Of course, aromatherapy is one type of relaxation method that pregnant women should outright avoid because these natural substances can be toxic in concentration. Avoiding toxins is just a matter of common sense. How beneficial it is to avoid pressure points, vibrations, and heat therapy is a more situational debate.
Considering that the biggest complications during a birth are from high blood pressure and genetic deformities, it is hard to imagine that subtle outside stimuli that can happen in nature are so traumatic to unborn babies. We have sensitive cells in our ears that are far more sensitive than any fetus because they depend upon hairs vibrating in a fluid to stimulate nerves.

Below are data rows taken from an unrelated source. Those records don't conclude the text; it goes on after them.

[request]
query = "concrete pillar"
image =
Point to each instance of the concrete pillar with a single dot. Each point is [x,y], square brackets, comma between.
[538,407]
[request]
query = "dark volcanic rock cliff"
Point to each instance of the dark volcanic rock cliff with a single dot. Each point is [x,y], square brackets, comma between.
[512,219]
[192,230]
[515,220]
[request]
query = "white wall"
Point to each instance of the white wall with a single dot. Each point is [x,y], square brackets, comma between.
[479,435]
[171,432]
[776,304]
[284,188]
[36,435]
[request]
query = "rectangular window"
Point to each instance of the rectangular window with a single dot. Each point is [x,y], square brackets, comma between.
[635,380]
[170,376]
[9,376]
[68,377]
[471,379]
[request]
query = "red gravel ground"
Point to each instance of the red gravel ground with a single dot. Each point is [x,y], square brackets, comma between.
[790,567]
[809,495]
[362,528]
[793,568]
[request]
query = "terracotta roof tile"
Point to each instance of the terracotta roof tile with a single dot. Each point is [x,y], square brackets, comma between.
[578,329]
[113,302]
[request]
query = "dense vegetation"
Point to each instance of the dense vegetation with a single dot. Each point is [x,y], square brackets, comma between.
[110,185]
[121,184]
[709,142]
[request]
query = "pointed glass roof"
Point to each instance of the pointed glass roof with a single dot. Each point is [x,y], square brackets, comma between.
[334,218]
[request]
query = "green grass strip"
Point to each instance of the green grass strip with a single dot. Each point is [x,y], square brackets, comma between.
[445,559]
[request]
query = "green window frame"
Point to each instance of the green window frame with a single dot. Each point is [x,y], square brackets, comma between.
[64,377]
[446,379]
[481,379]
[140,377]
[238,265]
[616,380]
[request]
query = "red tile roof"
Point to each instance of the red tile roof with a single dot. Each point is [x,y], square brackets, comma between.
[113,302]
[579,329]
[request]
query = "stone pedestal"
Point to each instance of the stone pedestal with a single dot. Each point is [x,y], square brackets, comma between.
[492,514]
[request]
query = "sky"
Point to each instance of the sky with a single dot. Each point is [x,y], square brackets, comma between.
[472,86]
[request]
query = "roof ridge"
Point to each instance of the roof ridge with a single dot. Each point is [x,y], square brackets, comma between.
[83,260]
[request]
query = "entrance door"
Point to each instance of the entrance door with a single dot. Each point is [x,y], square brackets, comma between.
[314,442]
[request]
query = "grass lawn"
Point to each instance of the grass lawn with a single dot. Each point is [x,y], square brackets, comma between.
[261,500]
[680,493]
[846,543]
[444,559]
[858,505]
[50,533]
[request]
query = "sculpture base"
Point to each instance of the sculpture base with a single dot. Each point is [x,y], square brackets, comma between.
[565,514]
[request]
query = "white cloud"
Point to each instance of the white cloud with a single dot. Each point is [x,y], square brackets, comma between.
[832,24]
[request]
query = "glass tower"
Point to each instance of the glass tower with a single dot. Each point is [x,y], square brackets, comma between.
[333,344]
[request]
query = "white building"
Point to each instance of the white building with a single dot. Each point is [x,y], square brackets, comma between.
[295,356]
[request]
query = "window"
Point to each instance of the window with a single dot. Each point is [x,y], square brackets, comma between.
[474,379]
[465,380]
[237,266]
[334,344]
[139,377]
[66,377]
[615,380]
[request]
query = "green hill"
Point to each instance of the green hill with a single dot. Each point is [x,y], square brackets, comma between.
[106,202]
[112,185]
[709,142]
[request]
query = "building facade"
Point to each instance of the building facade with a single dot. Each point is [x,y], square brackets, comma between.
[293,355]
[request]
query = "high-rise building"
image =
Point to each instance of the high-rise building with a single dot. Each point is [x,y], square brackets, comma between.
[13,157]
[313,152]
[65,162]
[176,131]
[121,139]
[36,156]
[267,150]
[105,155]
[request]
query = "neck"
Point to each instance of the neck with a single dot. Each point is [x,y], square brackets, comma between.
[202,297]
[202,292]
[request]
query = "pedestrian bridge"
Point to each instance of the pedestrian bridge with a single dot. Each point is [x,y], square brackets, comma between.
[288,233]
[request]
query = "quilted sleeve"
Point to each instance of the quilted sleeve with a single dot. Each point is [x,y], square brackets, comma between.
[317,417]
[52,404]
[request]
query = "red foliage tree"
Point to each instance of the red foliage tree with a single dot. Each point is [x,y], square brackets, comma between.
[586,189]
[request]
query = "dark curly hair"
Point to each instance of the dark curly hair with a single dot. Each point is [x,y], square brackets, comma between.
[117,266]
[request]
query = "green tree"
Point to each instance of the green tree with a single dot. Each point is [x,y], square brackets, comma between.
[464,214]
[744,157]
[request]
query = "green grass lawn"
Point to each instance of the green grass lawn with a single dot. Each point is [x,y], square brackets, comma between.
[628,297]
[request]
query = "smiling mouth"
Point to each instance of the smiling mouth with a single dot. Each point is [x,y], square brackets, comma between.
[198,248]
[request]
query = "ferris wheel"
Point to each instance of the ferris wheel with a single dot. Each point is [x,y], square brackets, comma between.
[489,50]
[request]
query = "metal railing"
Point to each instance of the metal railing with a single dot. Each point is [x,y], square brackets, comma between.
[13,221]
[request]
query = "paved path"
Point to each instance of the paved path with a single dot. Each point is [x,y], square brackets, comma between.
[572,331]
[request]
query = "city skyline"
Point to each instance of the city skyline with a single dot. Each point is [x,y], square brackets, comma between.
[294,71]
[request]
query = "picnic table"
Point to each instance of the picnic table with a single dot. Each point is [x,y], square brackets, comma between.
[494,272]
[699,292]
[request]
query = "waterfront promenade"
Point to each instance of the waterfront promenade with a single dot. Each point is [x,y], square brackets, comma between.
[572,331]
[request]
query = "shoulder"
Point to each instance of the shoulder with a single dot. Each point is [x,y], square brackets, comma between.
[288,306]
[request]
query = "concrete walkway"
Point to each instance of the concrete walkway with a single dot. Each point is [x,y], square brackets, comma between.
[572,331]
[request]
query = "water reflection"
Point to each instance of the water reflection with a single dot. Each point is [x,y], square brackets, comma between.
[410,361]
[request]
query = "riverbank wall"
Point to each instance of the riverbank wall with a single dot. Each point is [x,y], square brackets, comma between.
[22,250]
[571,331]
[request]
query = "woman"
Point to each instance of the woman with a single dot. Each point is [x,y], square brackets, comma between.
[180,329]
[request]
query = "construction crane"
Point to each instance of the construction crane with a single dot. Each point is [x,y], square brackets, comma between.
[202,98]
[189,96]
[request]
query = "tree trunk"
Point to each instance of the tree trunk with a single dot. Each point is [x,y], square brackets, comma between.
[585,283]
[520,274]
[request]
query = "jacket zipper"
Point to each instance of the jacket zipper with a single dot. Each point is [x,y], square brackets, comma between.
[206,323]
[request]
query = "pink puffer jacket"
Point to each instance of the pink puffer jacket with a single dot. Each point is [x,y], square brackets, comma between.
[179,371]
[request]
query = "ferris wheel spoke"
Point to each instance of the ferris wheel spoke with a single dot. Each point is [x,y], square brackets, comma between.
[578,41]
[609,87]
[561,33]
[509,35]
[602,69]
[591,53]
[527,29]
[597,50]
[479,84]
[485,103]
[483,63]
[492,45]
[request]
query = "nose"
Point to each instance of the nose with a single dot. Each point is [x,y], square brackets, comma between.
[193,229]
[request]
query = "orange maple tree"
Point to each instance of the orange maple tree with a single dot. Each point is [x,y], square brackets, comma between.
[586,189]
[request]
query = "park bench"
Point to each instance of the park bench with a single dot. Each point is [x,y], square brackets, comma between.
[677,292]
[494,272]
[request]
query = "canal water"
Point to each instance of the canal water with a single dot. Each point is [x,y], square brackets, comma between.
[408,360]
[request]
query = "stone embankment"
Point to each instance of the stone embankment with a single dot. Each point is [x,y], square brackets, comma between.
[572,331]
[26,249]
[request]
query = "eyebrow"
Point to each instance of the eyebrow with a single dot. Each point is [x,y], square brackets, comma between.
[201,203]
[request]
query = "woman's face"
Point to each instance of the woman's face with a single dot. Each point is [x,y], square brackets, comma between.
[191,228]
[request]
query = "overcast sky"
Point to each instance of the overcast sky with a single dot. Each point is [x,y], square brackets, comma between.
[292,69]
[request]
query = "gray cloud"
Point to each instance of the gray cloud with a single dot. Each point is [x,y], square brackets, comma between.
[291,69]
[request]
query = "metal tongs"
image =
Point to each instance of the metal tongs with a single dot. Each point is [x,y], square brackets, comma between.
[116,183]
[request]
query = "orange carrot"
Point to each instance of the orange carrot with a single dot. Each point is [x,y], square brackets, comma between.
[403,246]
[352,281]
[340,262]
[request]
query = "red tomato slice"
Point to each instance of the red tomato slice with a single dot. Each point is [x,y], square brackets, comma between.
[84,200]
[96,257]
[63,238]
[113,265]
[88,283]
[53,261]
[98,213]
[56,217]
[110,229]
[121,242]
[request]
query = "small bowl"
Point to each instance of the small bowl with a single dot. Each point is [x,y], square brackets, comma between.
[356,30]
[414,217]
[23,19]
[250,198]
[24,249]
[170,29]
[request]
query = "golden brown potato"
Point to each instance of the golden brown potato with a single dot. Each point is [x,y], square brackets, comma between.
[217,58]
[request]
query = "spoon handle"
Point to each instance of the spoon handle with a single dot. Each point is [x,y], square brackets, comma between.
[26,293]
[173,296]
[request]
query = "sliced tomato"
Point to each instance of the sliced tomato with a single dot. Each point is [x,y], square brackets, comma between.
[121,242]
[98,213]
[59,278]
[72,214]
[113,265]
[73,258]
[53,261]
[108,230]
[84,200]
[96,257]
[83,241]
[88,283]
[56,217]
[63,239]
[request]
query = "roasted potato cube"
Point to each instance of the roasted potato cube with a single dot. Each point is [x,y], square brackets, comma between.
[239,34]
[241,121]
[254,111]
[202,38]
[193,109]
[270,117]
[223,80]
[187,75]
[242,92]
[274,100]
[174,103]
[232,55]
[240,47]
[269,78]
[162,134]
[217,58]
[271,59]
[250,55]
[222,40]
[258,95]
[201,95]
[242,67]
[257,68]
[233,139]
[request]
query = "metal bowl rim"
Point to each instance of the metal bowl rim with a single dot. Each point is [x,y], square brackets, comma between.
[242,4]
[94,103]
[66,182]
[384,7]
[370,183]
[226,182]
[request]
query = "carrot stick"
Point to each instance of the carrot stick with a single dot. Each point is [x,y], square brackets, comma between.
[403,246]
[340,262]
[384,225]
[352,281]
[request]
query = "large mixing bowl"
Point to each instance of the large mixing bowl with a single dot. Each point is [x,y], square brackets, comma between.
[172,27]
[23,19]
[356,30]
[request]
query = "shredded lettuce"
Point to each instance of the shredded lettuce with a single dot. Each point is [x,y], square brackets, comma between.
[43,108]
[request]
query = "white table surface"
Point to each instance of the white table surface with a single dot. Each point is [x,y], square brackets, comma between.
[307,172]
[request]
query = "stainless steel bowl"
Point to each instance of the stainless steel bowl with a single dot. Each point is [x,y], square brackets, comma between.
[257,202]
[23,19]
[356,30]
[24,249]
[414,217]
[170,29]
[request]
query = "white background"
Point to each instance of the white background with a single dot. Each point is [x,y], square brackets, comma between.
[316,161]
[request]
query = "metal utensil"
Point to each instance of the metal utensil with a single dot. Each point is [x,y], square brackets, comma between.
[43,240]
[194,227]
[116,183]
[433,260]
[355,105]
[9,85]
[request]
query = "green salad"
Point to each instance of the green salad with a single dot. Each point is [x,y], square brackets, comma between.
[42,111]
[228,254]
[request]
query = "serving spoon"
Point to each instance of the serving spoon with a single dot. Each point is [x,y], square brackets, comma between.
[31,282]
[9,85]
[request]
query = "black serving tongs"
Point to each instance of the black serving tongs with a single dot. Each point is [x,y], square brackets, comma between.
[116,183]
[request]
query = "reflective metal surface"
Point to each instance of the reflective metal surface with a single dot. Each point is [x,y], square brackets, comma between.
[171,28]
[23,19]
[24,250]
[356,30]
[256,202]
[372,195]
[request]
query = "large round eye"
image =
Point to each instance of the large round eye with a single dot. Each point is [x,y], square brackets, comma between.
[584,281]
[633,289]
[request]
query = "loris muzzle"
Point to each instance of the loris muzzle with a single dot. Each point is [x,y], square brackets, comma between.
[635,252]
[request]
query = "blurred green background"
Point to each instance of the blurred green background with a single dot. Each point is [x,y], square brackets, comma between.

In addition to massage chairs, even riding on a bus can produce enough low-frequency vibration to make anyone nauseous. Whether pressure points and subtle and more pointed stimulation of the nervous system is bad for the baby is hard to theorize. This is because it would be likely for the expecting mother to first feel discomfort before the baby.
What’s good for the goose is what’s good for the gander comes to mind. Although the mitosis processes should not be burdened during pregnancy, if there is a hormonal benefit of relaxation, then this may outweigh any perceived stressors of the massage chair. If mommy is relaxed, maybe baby is relaxed when stress hormones are at low levels.
If your doctor believes that you are at risk for complications for any number of reasons, you should avoid massage chairs if even to relieve the stress of worrying. People may feel sick after using a massage chair from the low-frequency vibrations and later regret trying it. The anxiety may feed off itself if they are at risk of complications and begin to worry about it. Therefore, women should avoid massage chairs if only for peace of mind.
Yet, because there are no firm scientific studies or weighty scientific reasons to categorically avoid massage chairs, it may be something relaxing for an expecting mother who doesn't have a lot of money or insurance coverage to spend on alternative stress-relief therapies.
It may also depend on how violently the massage chair vibrates and whether the effect is traumatic on a fetus. The massage chair for pregnant women debate goes on. You can decide for yourself. The better bet is to at least avoid massage chairs if you are at risk of complications and, in all women, during the fragile first trimester.